Mechanism underlying cognitive and synaptic flexibility
认知和突触灵活性的潜在机制
基本信息
- 批准号:10305632
- 负责人:
- 金额:$ 48.79万
- 依托单位:
- 依托单位国家:美国
- 项目类别:
- 财政年份:2020
- 资助国家:美国
- 起止时间:2020-12-01 至 2024-10-31
- 项目状态:已结题
- 来源:
- 关键词:AddressAdenylate CyclaseAdultAffectAttenuatedAutomobile DrivingBehavioralBrainCellsChemosensitizationCognitionCognitiveCognitive deficitsComputer AnalysisCuesCyclic AMPDataDependenceFrequenciesGene Expression ProfileGeneticGlycogen Synthase Kinase 3Hippocampus (Brain)Homosynaptic DepressionHyperactivityImpaired cognitionImpairmentKnockout MiceKnowledgeLabelLearningLightLinkLong-Term DepressionLong-Term PotentiationLoxP-flanked alleleMapsMediatingMemoryMemory impairmentMental HealthMental disordersMolecularMolecular TargetMood DisordersMouse StrainsMusNeuronal PlasticityNeuronsNeurophysiology - biologic functionOpticsOutcomeOutcome StudyPhosphotransferasesProto-Oncogene Proteins c-aktReversal LearningRoleSignal TransductionSynapsesSynaptic plasticitySystemTherapeuticTransgenic MiceUpdatebasecell typecognitive functionconditional knockoutconditioned feardaily functioningenvironmental changefear memoryflexibilityglycogen synthase kinase 3 betahippocampal pyramidal neuroninsightmouse modelneurotransmissionoptogeneticspatient populationpatient subsetsrestorationspatial memoryspatiotemporalsynaptic depressiontargeted treatmenttherapeutic targettooltraittranscriptomewhole genome
项目摘要
Abstract/Summary
As a functionally important aspect of cognitive flexibility, reversal learning leads to
inhibition/suppression of the previously established memory. Effective reversal learning
is fundamental for information updating and essential for adaptation to changing
environmental cues.
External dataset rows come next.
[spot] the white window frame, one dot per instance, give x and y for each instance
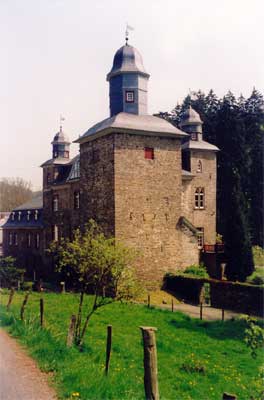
(199, 166)
(200, 238)
(29, 240)
(37, 240)
(55, 233)
(199, 198)
(130, 96)
(55, 203)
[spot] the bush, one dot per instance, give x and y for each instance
(258, 255)
(197, 270)
(257, 278)
(27, 285)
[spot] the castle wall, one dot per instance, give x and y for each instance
(97, 182)
(148, 204)
(206, 217)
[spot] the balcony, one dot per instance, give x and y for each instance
(214, 248)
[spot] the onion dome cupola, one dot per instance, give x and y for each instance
(192, 124)
(60, 145)
(128, 82)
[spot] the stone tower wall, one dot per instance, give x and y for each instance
(97, 182)
(206, 217)
(148, 205)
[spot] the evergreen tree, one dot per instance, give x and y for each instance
(254, 186)
(238, 244)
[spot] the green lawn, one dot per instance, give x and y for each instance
(185, 347)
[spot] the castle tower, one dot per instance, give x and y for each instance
(191, 123)
(199, 158)
(60, 145)
(128, 82)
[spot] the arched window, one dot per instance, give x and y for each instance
(199, 166)
(37, 240)
(200, 238)
(55, 233)
(199, 198)
(55, 203)
(76, 200)
(29, 239)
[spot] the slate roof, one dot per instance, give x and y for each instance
(36, 203)
(33, 204)
(190, 117)
(187, 174)
(56, 161)
(199, 145)
(127, 59)
(132, 123)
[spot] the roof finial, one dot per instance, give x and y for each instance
(62, 119)
(128, 28)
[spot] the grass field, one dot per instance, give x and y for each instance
(197, 360)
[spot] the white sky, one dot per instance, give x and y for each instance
(55, 55)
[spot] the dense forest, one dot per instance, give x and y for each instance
(236, 126)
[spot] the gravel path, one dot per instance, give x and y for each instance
(20, 378)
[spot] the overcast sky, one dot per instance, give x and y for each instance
(55, 55)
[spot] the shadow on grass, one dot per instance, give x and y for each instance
(220, 330)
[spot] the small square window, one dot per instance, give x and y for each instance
(149, 153)
(130, 96)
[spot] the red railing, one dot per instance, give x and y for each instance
(214, 248)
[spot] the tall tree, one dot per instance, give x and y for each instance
(13, 192)
(238, 244)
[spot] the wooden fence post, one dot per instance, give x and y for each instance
(41, 308)
(150, 363)
(148, 300)
(228, 396)
(23, 306)
(201, 311)
(11, 295)
(71, 330)
(108, 348)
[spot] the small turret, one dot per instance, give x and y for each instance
(192, 124)
(60, 145)
(128, 82)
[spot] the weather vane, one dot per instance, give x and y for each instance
(128, 28)
(62, 119)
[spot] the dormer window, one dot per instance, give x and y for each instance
(48, 178)
(55, 203)
(29, 239)
(149, 153)
(130, 96)
(199, 198)
(76, 200)
(199, 166)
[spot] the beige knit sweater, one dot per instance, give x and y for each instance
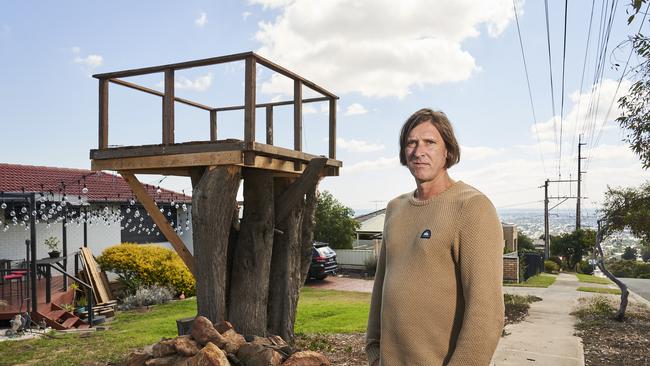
(437, 299)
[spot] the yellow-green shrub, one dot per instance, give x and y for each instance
(146, 265)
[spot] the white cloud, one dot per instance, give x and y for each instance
(370, 165)
(355, 109)
(202, 20)
(201, 83)
(90, 62)
(478, 152)
(378, 48)
(358, 145)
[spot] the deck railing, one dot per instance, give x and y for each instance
(250, 106)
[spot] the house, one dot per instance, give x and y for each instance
(79, 208)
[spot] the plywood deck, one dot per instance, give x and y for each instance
(180, 158)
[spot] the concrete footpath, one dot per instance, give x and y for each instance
(545, 337)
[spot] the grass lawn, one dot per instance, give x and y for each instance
(541, 280)
(592, 279)
(600, 290)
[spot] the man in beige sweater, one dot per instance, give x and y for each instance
(437, 297)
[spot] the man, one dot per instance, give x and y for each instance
(437, 297)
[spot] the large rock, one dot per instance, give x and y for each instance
(186, 346)
(307, 358)
(164, 348)
(258, 355)
(210, 355)
(137, 358)
(203, 332)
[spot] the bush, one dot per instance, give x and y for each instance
(586, 268)
(551, 267)
(146, 296)
(139, 265)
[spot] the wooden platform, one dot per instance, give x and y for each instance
(180, 158)
(14, 299)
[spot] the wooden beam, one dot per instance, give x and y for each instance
(159, 219)
(332, 129)
(103, 114)
(168, 108)
(157, 93)
(269, 125)
(169, 161)
(295, 193)
(175, 66)
(213, 125)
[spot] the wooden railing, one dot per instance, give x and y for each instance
(251, 61)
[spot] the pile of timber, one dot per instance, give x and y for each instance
(104, 304)
(220, 345)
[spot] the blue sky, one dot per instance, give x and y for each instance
(384, 59)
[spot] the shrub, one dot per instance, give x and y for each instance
(551, 267)
(146, 296)
(586, 268)
(139, 265)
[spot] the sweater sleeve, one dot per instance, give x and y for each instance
(373, 332)
(480, 258)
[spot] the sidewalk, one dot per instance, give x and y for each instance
(545, 337)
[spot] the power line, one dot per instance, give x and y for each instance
(530, 93)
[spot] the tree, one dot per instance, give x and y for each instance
(334, 222)
(573, 246)
(635, 106)
(628, 208)
(629, 254)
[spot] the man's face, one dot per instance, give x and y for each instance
(425, 153)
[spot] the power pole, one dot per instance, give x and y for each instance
(580, 172)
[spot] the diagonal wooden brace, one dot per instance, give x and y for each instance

Regarding its impact on mental health, deficits in cognitive flexibility
and reversal learning are prevalent in psychological and mood disorders, and are
considered as an emerging therapeutic target. However, there is limited understanding
of mechanisms underlying cognitive flexibility. Our recent experimental data revealed
that, contrary to the previously recognized role of cAMP signaling in regulating broad
spectrum of learning and memory, type 8 adenylyl cyclase (ADCY8) specifically
regulates the activity-dependent suppression of old memory following reversal learning.
With our recently developed Adcy8 conditional knockout mice, we will determine the
effects of region- and cell type-specific ADCY8 deficiency on synaptic and cognitive
flexibility: reversal/suppression of the previously established synaptic potentiation (i.e.
depotentiation) and reversal/suppression of the previously established memory. Further,
computational analysis with transcriptome landscape predicts that the PI3K
(phosphatidylinositide 3-kinase)/Akt (protein kinase B)-GSK3β (glycogen synthase
kinase 3β) signaling cascade is the molecular substrate of ADCY8. We will determine
whether restoration of the ADCY8-PI3K/Akt-GSK3β signaling cascade causally corrects
the defective synaptic depotentiation and reversal/suppression of old memory. Finally,
we will determine the causal effect of synaptic depotentiation on old memory
suppression and its dependency on the ADCY8-PI3K/Akt-GSK3b signaling cascade.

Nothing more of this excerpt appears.